Le zocalo - Mexico
Le rêve mexicain
ou la pensée interrompue
de J-M-G Le Clézio
Collection Folio
Résumé :
Ce livre raconte la colonisation du peuple mexicain par Hernan Cortés en 1 517 et la fin de la civilisation indienne du Mexique, de ses rites et de ses mythes. ..Témoignage émouvant du soldat Bernal Diaz del Castillo des derniers jours du règne des Aztèques. Choc des deux mondes d’où vont naître des siècles de colonisation.
Cette narration engendre une question sur notre civilisation actuelle : Qu’aurait été notre monde s’il n’y avait eu la destruction des peuples indiens, si la violence du monde moderne n’avait pas aboli cette magie, cette lumière ?
Ce que j’en dis :
Je n’ai pas acheté ce livre par hasard mais parce que le Mexique fait partie des pays où j’ai séjourné et qui m’ont laissé une empreinte forte.
C’était il y a tout juste un an…Je revins sous le charme absolu de ce pays, de ce peuple accueillant, croyant, d’une gentillesse extrême, festif, malgré un faible niveau de vie.
Dans des paysages d’une rare beauté, les vestiges du passé sont omniprésents, étroitement mêlés à la vie quotidienne…Douloureux passé de conquêtes, de spoliations, de domination qui est décrit superbement dans cet ouvrage. Les étapes de la colonisation au 16e siècle par Hernan Cortés y sont parfaitement expliquées dans une première partie du livre, puis ce sont les rites et mythes qui le sont, l’importance et la fascination pour le Soleil et le feu en sont le cœur. Au fil des pages j’avais l’impression de vivre de « l’intérieur » les souffrances endurées par ce peuple et mon émotion était vive…mais de part et d’autre une folle imagination dans la cruauté…
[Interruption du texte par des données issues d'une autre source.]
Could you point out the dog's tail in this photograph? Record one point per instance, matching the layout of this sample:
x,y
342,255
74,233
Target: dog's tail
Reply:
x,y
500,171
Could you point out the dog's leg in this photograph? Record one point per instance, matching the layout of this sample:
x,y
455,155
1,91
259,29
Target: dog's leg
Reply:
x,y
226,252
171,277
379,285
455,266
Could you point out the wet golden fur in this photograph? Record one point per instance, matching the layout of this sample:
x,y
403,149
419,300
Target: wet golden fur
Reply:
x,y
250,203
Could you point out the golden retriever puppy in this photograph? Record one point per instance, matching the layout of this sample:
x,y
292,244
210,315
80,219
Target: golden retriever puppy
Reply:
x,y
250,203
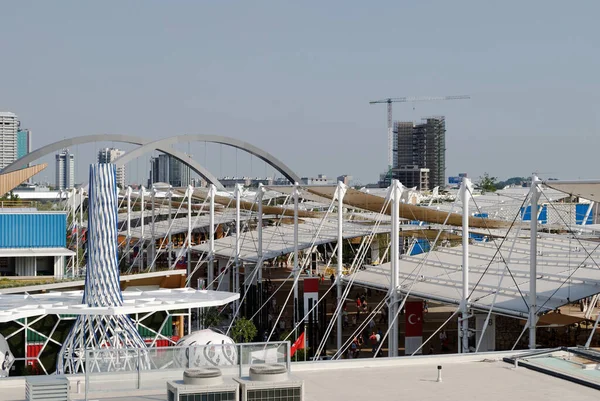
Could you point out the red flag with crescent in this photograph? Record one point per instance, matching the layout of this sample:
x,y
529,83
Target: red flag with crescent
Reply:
x,y
414,319
298,344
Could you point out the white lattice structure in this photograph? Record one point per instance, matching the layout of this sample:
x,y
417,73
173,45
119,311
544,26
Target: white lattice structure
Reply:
x,y
102,287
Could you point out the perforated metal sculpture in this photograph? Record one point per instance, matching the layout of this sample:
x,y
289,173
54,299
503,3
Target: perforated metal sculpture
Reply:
x,y
102,289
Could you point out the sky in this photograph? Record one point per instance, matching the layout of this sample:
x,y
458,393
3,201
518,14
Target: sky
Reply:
x,y
295,78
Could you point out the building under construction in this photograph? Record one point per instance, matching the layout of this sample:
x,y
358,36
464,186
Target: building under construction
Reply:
x,y
420,153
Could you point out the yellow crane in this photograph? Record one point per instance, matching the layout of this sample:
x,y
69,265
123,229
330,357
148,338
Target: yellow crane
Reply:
x,y
389,102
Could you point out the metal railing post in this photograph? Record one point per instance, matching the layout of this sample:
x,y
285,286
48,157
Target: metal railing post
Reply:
x,y
139,370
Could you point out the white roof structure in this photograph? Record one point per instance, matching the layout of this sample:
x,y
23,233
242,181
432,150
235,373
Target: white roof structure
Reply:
x,y
180,224
30,252
565,274
587,189
19,306
279,240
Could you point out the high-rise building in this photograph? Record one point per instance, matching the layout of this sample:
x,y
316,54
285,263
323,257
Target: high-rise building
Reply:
x,y
109,155
65,170
168,169
23,143
9,126
421,146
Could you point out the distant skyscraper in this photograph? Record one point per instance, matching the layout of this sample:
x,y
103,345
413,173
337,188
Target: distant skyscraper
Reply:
x,y
109,155
23,143
9,125
166,168
65,170
422,146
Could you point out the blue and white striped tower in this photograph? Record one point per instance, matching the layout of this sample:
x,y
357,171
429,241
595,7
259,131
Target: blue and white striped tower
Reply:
x,y
102,288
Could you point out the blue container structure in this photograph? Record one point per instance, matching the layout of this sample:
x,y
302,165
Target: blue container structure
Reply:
x,y
33,230
421,245
542,218
580,211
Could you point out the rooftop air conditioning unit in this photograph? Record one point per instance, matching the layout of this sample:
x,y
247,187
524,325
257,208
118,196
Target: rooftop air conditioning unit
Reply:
x,y
270,383
203,384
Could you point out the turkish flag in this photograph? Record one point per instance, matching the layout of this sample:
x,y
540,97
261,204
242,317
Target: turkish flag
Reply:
x,y
298,344
414,319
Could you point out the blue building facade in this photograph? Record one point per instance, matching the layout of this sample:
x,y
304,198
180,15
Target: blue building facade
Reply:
x,y
33,244
33,230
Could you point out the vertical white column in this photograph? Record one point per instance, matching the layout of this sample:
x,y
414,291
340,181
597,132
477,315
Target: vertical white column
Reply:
x,y
127,246
296,194
142,222
211,250
80,225
236,268
189,241
533,261
395,193
340,192
587,213
74,221
169,237
259,265
465,192
152,230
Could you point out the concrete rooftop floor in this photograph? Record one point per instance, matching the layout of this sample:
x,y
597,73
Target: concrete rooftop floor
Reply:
x,y
482,376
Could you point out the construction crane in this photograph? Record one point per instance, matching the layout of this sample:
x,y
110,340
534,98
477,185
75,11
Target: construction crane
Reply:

L’ère moderne a aboli la civilisation indienne du Mexique et sa magie…cela interpelle, c’est le moins que je puisse dire… Ce récit ne peut laisser indifférent même si l’on n’est pas allé au Mexique.
Extrait :
C‘est ce roi, ce dieu vivant, qui s’avance maintenant vers Hernan Cortés, qui l’accueille aux portes de Mexico-Tenochtitlan. Il y a maintenant plus d’un an qu’ils se cherchent par les paroles, et que l’angoisse de Moctezuma grandit chaque jour. Cet instant est fabuleux, tragique. C’est l’instant suprême de la rencontre entre les deux mondes, entre les deux civilisations, d’un côté la puissance divine, de l’autre la puissance de l’or et des armes…
Les dieux, les mythes sont derrière chaque événement. Sur le Mexique règne une ferveur, une splendeur mystique inconnues de l’occident. Comme sur les civilisations mayas ou toltèques, plane l’ombre de la fatalité. Mais en contrepartie, il y a l’exaltation, l’ivresse, le partage. Les dieux indiens ne sont pas inaccessibles. Ils ne sont pas indifférents. Ils sont très proches, ils sont liés à la terre et aux êtres vivants par un pacte de sang.